[llvm-dev] Statically linking against libc++
Mehdi Amini via llvm-dev
llvm-dev at lists.llvm.org
Mon Apr 10 08:57:33 PDT 2017
> On Apr 10, 2017, at 6:49 AM, Carsten Mattner <carstenmattner at gmail.com> wrote:
>
> On Mon, Apr 10, 2017 at 8:42 AM, C Bergström <cbergstrom at pathscale.com> wrote:
>> -DBUILD_SHARED_LIBS=OFF should be exactly that, but as I think
>> someone else indicated there's a bit of work for it to actually be
>> what it advertises to be.
>
> Mehdi wrote it's correct for all of the listed dynlibs to be
> installed.
I can be wrong as well :)
But here that’s not my reading of the documentation: http://llvm.org/docs/CMake.html <http://llvm.org/docs/CMake.html>
BUILD_SHARED_LIBS:BOOL
Flag indicating if each LLVM component (e.g. Support) is built as a shared library (ON) or as a static library (OFF). Its default value is OFF. On Windows, shared libraries may be used when building with MinGW, including mingw-w64, but not when building with the Microsoft toolchain.
This applies to the individual LLVM component.

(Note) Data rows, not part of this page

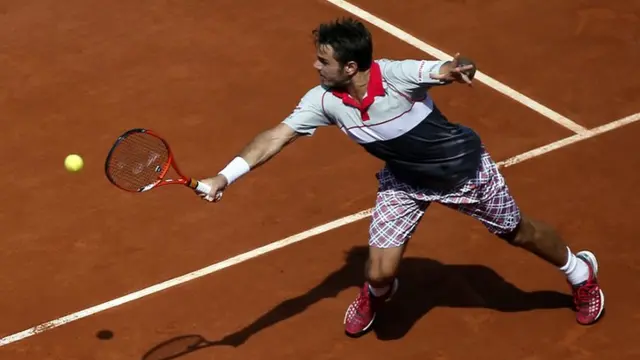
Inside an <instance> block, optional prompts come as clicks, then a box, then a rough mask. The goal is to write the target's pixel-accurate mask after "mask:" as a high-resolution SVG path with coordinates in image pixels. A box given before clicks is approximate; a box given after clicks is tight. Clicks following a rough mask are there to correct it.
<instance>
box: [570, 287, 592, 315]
mask: <svg viewBox="0 0 640 360" xmlns="http://www.w3.org/2000/svg"><path fill="white" fill-rule="evenodd" d="M596 289H597V284H589V283H587V284H584V285H582V286H580V287H578V289H577V290H576V292H577V295H576V297H575V299H574V301H573V303H574V304H575V305H576V307H577V308H578V309H579V310H580V312H583V313H589V312H590V310H591V309H590V306H589V305H591V302H592V299H593V295H594V293H595V290H596ZM585 305H586V306H585Z"/></svg>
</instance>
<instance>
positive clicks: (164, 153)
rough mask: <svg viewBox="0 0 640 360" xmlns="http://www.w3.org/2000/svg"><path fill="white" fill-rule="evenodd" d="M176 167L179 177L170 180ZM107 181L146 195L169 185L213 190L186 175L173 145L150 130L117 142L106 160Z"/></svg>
mask: <svg viewBox="0 0 640 360" xmlns="http://www.w3.org/2000/svg"><path fill="white" fill-rule="evenodd" d="M171 168H173V170H174V171H175V172H176V174H177V176H176V177H173V178H170V177H168V173H169V170H170V169H171ZM105 174H106V175H107V179H109V181H110V182H111V183H112V184H114V185H115V186H117V187H118V188H120V189H122V190H125V191H129V192H145V191H149V190H151V189H155V188H157V187H161V186H165V185H174V184H176V185H186V186H188V187H190V188H191V189H194V190H196V191H198V192H201V193H208V192H209V191H210V190H211V187H210V186H209V185H207V184H204V183H201V182H199V181H197V180H195V179H193V178H191V177H188V176H185V175H184V174H183V173H182V171H180V168H179V167H178V164H177V163H176V160H175V158H174V155H173V153H172V152H171V148H170V147H169V143H168V142H167V141H166V140H165V139H163V138H162V137H160V136H159V135H158V134H156V133H154V132H153V131H152V130H148V129H131V130H127V131H126V132H125V133H123V134H122V135H120V136H119V137H118V139H117V140H116V141H115V143H114V144H113V146H112V147H111V150H109V154H108V155H107V159H106V161H105Z"/></svg>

I don’t think the shared lib you mentioned are part of this.
>
>> This could get gray when you consider that you really need to decide
>> - did you mean compiler internal libs or runtime stuff. libomp.so vs
>> libLLVM.so is two entirely different use cases.
>
> Yep, I'm talking about zero LLVM libs needed at runtime after linking,
> unlike say libstdc++ and libgcc needed in your typical Linux
> executable.
When I build clang, I always get libc++.so and libc++.a ; I don’t think there is an option to have clang always link libc++ statically afterward though. I believe it requires to opt-in explicitly when you link with clang.